Berikut adalah poin-poin utama mengapa penalti Spanyol tetap dianggap sah oleh perangkat pertandingan:

  • Bola mengenai bagian lengan atas yang masih tertutup oleh area lengan baju (sleeve).
  • Berdasarkan aturan terbaru, kontak bola di area bahu hingga batas ujung lengan baju tidak dikategorikan sebagai handball.
  • Pelanggaran yang dilakukan Lucas Digne terjadi setelah bola menyentuh area bahu Yamal tersebut.
  • Wasit VAR telah melakukan peninjauan dan tidak menemukan adanya bukti kesalahan yang jelas (clear and obvious error).

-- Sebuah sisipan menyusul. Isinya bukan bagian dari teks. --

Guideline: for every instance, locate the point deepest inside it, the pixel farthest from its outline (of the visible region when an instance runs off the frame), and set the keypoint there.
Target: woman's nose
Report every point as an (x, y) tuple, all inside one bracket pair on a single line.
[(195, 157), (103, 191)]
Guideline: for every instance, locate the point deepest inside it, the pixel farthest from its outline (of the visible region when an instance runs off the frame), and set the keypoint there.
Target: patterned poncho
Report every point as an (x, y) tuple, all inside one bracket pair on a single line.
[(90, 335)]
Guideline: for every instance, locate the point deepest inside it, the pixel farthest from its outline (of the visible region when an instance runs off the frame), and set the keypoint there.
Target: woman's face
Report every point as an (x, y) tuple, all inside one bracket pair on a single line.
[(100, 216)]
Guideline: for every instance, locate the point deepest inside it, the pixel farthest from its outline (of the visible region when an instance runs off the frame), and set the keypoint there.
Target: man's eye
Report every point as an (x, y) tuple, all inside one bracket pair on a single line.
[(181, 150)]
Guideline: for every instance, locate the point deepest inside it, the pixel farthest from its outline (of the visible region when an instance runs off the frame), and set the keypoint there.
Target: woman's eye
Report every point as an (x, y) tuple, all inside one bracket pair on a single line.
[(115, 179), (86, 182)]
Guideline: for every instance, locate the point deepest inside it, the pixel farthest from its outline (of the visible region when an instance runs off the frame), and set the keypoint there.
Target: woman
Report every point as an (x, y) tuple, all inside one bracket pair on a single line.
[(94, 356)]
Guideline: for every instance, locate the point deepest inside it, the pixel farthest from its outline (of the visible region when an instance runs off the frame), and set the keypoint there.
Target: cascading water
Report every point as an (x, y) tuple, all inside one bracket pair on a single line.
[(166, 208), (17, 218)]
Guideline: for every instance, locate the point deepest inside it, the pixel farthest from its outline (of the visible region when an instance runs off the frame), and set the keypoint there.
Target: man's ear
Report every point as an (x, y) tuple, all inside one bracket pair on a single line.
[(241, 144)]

Penjelasan di atas menegaskan bahwa tidak semua kontak antara bola dan lengan pemain berujung pada pelanggaran. Selama bola mengenai area yang dianggap sebagai perluasan bahu, maka permainan tetap berjalan normal atau play-on.

Dampak Pertandingan Bagi Kedua Tim

Berkat gol dari titik putih tersebut, Spanyol berhasil mempertahankan momentum hingga akhirnya mengamankan tiket ke partai puncak. Kemenangan ini menandai keberhasilan persiapan matang skuad asuhan Luis de la Fuente selama empat tahun terakhir.

Di sisi lain, kekalahan ini menjadi pukulan telak bagi Prancis yang harus tersingkir dari kompetisi paling bergengsi di dunia. Situasi tim Les Bleus semakin diperburuk dengan kabar cederanya bek andalan mereka, William Saliba, dalam laga yang berlangsung sengit tersebut.

Ringkasan fakta pertandingan antara Spanyol melawan Prancis:

Kategori Informasi Detail Pertandingan
Waktu Kejadian Menit ke-20, Babak Pertama
Lokasi Pertandingan Stadion Dallas, Texas
Wasit Utama Ivan Barton
Eksekutor Penalti Mikel Oyarzabal
Status Keputusan Sah (Sesuai Aturan FIFA)

Tabel di atas merangkum momen-momen penting yang menjadi titik balik keberhasilan Spanyol melangkah ke final Piala Dunia 2026. Keputusan wasit yang didukung oleh tinjauan teknis memastikan integritas pertandingan tetap terjaga meskipun sempat ada keraguan.